We'll also need some utility functions:

In [12]:
from tensorflow.keras.preprocessing.sequence import pad_sequences
from tensorflow.keras.utils import to_categorical

Let's set the random seed in order to obtain reproducible results:

In [13]:
np.random.seed(2018)

And let's define a string to hold the alphabet letters

In [14]:
alphabet = 'ABCDEFGHIJKLMNOPQRSTUVWXYZ'

### Encoding the data

Since we'll be doing a bunch of matrix multiplications we cannot send to our model a sequence of letters; thus we need to encode the sequence into a numerical form.

To do so, we'll take the easiest approach and just assign each letter a zero-based index.

We'll create a class that holds the mappings between each letter and it's index and the mappings between each index and its associated letter.

Afterwards we'll create two methods:
- `encode` will receive a sequence or a single letter and will output the sequence of corresponding indices or the corresponding index respecively
- `decode` will receive the predicted index and will return the corresponding letter

In [15]:
class Encoding():
    def __init__(self):
        self._char_to_int = dict((c, i) for i, c in enumerate(alphabet))
        self._int_to_char = dict((i, c) for i, c in enumerate(alphabet))

    def encode(self, sequence):
        if len(sequence)==1:
            return self._char_to_int[sequence[0]]
        return [self._char_to_int[char] for char in sequence]

    def decode(self, value):
        return self._int_to_char[value]


Let's do a small test:

In [16]:
e = Encoding()
print('DEF->{}'.format(e.encode('DEF')))
print('A->{}'.format(e.encode('A')))
print('24->{}'.format(e.decode(24)))

DEF->[3, 4, 5]
A->0
24->Y


### Generating the training data

Before building a model we need to have a data set on which to train the model.

Again, since the model is quite simple we can just generate random sequences of consecutive letters as the input data and grab the next letter in the alphabet as the label.

To do so, we'll define a new class called `Dataset`:

In [17]:
class Dataset():
    def __init__(self, size=1000, seq_length=5, print_data=True):
        self._size = size
        self._sequence_length = seq_length
        self._inputs = []
        self._labels = []
        self._print_data = print_data
        self._encoding = Encoding()

    @property
    def inputs(self):
        return self._inputs

    @property
    def labels(self):
        return self._labels

    @property
    def num_classes(self):
        return len(alphabet)

    @property
    def sequence_length(self):
        return self._sequence_length

    def initialize(self):
        self._generate_random_data()
        self._reshape_inputs()
        self._normalize_inputs()
        self._normalize_labels()

    def shuffle(self):
        perm = np.arange(self._size)
        np.random.shuffle(perm)
        self._inputs = self._inputs[perm]
        self._labels = self._labels[perm]

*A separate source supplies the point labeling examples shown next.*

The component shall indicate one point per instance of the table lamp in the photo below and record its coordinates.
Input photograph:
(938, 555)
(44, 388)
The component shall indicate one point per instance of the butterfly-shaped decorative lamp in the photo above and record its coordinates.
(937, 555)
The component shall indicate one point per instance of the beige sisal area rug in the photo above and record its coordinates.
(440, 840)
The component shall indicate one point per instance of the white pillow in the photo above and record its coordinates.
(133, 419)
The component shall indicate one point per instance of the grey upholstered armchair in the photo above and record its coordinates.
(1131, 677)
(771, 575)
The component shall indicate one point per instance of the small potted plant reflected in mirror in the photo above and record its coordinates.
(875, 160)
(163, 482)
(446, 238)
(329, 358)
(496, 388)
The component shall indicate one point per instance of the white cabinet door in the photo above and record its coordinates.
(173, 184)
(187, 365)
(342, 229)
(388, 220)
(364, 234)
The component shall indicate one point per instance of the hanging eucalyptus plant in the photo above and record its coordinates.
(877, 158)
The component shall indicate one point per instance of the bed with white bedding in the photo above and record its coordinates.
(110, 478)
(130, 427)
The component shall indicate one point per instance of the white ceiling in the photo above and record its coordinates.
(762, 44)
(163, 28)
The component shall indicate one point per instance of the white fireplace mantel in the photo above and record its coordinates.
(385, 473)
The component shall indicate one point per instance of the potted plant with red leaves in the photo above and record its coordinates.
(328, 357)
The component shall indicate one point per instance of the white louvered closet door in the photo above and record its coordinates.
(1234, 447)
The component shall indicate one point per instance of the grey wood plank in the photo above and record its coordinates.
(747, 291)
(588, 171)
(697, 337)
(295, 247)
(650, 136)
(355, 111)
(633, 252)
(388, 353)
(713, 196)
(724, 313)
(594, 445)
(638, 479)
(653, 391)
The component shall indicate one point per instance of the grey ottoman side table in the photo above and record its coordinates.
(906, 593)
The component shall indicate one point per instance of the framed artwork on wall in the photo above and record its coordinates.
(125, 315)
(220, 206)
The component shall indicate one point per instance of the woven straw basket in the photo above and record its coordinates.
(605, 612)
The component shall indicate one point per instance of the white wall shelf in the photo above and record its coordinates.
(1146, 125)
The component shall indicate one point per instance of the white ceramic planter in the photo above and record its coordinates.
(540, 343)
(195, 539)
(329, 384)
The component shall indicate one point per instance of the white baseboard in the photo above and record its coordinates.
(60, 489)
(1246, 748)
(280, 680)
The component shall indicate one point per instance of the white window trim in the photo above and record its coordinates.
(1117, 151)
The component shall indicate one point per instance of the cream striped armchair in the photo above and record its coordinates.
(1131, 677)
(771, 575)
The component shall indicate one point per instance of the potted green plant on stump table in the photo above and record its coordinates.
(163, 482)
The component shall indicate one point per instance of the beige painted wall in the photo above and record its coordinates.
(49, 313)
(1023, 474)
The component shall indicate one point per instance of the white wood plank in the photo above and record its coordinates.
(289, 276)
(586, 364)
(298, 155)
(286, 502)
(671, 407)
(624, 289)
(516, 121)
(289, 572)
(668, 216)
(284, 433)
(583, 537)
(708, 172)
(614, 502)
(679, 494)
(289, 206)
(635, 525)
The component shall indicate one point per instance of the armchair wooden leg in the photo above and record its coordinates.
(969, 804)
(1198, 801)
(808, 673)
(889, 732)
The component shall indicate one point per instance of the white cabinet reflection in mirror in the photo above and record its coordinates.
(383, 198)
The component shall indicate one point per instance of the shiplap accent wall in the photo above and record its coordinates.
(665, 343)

    def _normalize_labels(self):
        self._labels = to_categorical(self._labels, num_classes=self.num_classes)
        self._labels = np.reshape(self._labels, (self._size, 1, self.num_classes))

    def _reshape_inputs(self):
        self._inputs = pad_sequences(self._inputs,
                                     maxlen=self._sequence_length,
                                     dtype='float32')
        self._inputs = np.reshape(self._inputs, (self._size, self._sequence_length, 1))

    def _normalize_inputs(self):
        self._inputs = self._inputs / float(self.num_classes)

    def _generate_random_data(self):
        for i in range(self._size):
            start = np.random.randint(self.num_classes - 2)
            end = np.random.randint(start, min(start + self._sequence_length, self.num_classes - 1))
            input_seq = alphabet[start:end + 1]
            output_seq = alphabet[end + 1]

            if(self._print_data):
                print("{}->{}".format(input_seq, output_seq))

            sample = self._encoding.encode(input_seq)
            label = self._encoding.encode(output_seq)

            self._inputs.append(sample)
            self._labels.append(label)

In God we trust; the rest we test. Let's see if our `Dataset` class behaves as expected.

In [18]:
dataset = Dataset(size=5)
dataset.initialize()

GHI->J
JKLMN->O
UV->W
XY->Z
PQRS->T


## References

* Hochreiter, S., & Schmidhuber, J. (1997). Long short-term memory. Neural computation, 9(8), 1735-1780.
* [Understanding LSTM Networks](http://colah.github.io/posts/2015-08-Understanding-LSTMs/)
* [Tensorflow API](https://www.tensorflow.org/api_docs/python/tf)